Jose Abreu (5.3 fWAR in 2014) had a .317 batting average, .964 OPS and 36 homers his rookie season. | Charlie Riedel/AP

BY JOHN GROCHOWSKI

For the Sun-Times

A by-the-numbers look two weeks ago at Kris Bryant’s rookie season prompted a couple of emails from White Sox fans.

Bryant’s 5.2 fWAR through Sunday is the best by a Cub in the Rookie of the Year era that started with the first voting in 1947. Have the Sox had someone even better? One fan suggested first baseman Jose Abreu when he won the award last year, and another suggested legendary outfielder Minnie Minoso, who didn’t win the award but had an outstanding 1951 season.

Bryant is one-tenth of a win behind Abreu’s 5.3 fWAR last year and closing in on Minoso’s 5.5 — 5.2 with the Sox in a rookie season that started with the Indians.

But there have been six South Side Rookies of the Year, and two exceeded Bryant’s pace. He’d need a superstar September to catch center fielder Tommie Agee’s 6.4 fWAR in 1966. And the 7.5 by pitcher Gary Peters in 1963 seems out of reach.

Joining Abreu, Agee and Peters in winning the award were shortstop Luis Aparicio (1.5 fWAR) in 1956, outfielder Ron Kittle (2.0) in 1983 and shortstop Ozzie Guillen (1.6) in 1985.

Here are the Sox’ top five rookie seasons — six, including a tie for fifth:

Third baseman Pete Ward (4.6, 1963): For two seasons, Ward was a star. He had a .295 batting average, .835 OPS and 22 home runs in his rookie season followed by .282, .821, 23 and a 6.1 fWAR. Injuries limited the rest of his nine-year career.

Outfielder Chris Singleton (4.6, 1999): His rookie season with a .300 BA and .917 OPS was by far his best, with a next-best fWAR of 2.3 in 2001.

Minoso (5.5, 1951). Exciting to watch on the bases and in the field, as well as at bat, Minoso is near Hall of Fame level with a 50.8 career fWAR. In the Sox portion of his rookie season, he hit .324 with a .917 OPS and 5.2 fWAR.

Abreu (5.3, 2014). With a .317 BA, .964 OPS and 36 homers, Abreu was all the Sox could hope for as a rookie and is solid with a 2.9 fWAR so far in 2015.

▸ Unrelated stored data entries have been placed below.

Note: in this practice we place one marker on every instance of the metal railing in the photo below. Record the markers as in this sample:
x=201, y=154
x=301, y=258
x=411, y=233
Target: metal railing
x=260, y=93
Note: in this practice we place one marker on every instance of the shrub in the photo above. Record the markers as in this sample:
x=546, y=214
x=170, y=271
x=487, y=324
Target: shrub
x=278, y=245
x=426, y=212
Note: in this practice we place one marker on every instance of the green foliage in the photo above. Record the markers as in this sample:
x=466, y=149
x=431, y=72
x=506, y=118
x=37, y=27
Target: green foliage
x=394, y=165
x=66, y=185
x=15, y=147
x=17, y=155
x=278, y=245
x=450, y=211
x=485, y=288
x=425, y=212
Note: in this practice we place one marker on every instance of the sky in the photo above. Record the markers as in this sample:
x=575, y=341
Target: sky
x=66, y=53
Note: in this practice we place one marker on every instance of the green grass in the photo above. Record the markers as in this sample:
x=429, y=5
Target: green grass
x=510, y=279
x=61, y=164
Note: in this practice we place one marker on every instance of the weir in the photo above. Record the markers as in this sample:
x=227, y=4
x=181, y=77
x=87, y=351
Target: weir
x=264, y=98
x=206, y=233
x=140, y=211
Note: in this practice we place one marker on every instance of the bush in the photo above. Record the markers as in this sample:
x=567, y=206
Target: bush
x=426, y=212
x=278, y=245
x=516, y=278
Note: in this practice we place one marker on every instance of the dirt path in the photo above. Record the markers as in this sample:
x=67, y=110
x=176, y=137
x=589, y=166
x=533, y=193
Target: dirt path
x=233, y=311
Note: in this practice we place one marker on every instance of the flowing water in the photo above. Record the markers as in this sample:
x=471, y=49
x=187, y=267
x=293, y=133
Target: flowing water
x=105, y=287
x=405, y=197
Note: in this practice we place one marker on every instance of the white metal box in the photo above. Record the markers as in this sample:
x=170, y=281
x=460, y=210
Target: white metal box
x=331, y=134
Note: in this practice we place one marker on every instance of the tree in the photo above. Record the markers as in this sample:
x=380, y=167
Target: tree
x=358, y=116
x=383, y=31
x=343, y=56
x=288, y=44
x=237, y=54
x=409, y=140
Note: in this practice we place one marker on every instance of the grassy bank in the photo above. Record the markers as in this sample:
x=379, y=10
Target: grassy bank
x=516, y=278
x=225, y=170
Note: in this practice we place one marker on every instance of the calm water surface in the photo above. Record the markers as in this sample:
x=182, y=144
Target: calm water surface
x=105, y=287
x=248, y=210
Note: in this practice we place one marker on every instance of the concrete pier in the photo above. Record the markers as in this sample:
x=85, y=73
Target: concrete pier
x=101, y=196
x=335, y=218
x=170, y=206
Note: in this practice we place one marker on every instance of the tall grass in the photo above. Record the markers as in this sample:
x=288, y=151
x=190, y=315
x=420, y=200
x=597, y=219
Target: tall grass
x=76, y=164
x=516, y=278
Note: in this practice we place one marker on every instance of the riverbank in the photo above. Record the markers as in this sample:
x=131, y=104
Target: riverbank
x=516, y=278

Agee (6.5, 1966). With a .273 BA, .773 OPS and 22 homers as a rookie, Agee also contributed stellar defense with a Gold Glove in center. His rookie season was his best, but Agee had star-level seasons with the Mets with fWARs of 5.4 in 1969 and 5.2 in 1970.

Peters (7.5, 1963). A left-hander, Peters not only had a 6.5 fWAR as a pitcher with a 19-8 record, 2.33 ERA and 2.34 FIP in his start toward a 124-103, 3.25 career record, he also compiled a 1.0 fWAR as a hitter that season, with a .259 BA, .731 OPS and three home runs. He homered 19 times in his career, including four in 75 appearances as a pinch hitter. The pitch-hit combo gives Peters a leg up as the top-ranking rookie in Chicago history.